In years past, it wasn’t uncommon for someone to pay for groceries or gas with cash. These days, almost everything is paid for with a debit or credit card. While a debit and credit card serve two completely different functions, they may foster dangerous spending habits that could be rectified by using cash instead.
You Have an Emotional Connection to Cash
One of the best reasons to use paper money instead of a plastic card is because you have to physically part with it when buying something. When you have to reach into your wallet and hand it to a cashier, you are much more cognizant of how much you are actually spending. The transaction becomes more than just a number on a balance statement at the end of the month. Therefore, you may be less willing to spend more than you absolutely have to when at the store or at a garage sale.

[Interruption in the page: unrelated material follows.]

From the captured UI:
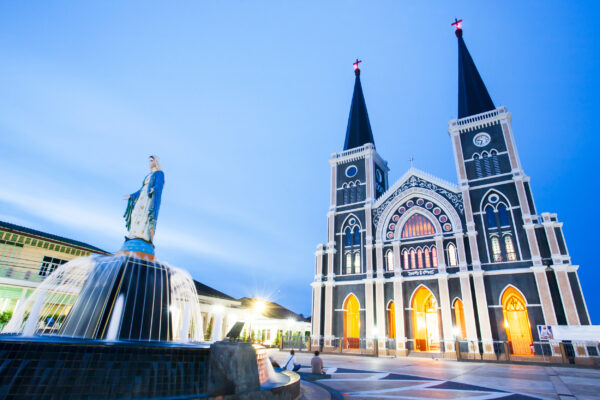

Cash Doesn’t Come With Interest Rates or Transaction Fees
When you make a purchase with a credit card, you could be subject to interest if the balance isn’t paid off by the end of the month. If you use a debit card to pay for a transaction, you could be charged a fee by your bank. You could also be subject to insufficient funds fees if you overdraw your balance. Even if you have overdraft protection, you could still be charged a fee for each day your checking account is overdrawn.
Your Cash Can’t Be Compromised
No one is going to be able to link a cash payment to your financial institution or to anything else that identifies you. If someone finds money that you dropped on the street, it can’t be used to steal your identity or make purchases in your name. While it may be impossible to get cash back if you lose it, at least you are only on the hook for whatever you lost and nothing more.
You Won’t Be Compelled to Spend Too Much Online
Online lenders require that you use a debit or credit card to complete a transaction. If you only use cash to pay for items, you won’t be doing a lot of shopping online where many purchases are simply impulse buys or items that you don’t genuinely need. By sticking to cash, you only buy the things that you need or at least take the time to compare prices before you decide to make a purchase.
You Pay Off Existing Debts Faster
If you decide to make big purchases in cash instead of taking out a loan, you can avoid going into long-term debt while building equity in tangible assets. That may make it possible to leverage the value of your vehicle to obtain title loans or other loans using the vehicle as collateral. As these loans are paid back within 30 days of receiving the money, those who would rather not go into debt can repay what they owe fast and continue to build their savings.
While it may not be the hip or trendy thing to do anymore, it may be in your best interest to carry cash in your wallet. It comes without interest or fees attached to it, can’t lead to your identity being stolen nor can it be used to engage in online retail therapy. All of these attributes help you to control your spending and keep your debt to a manageable level.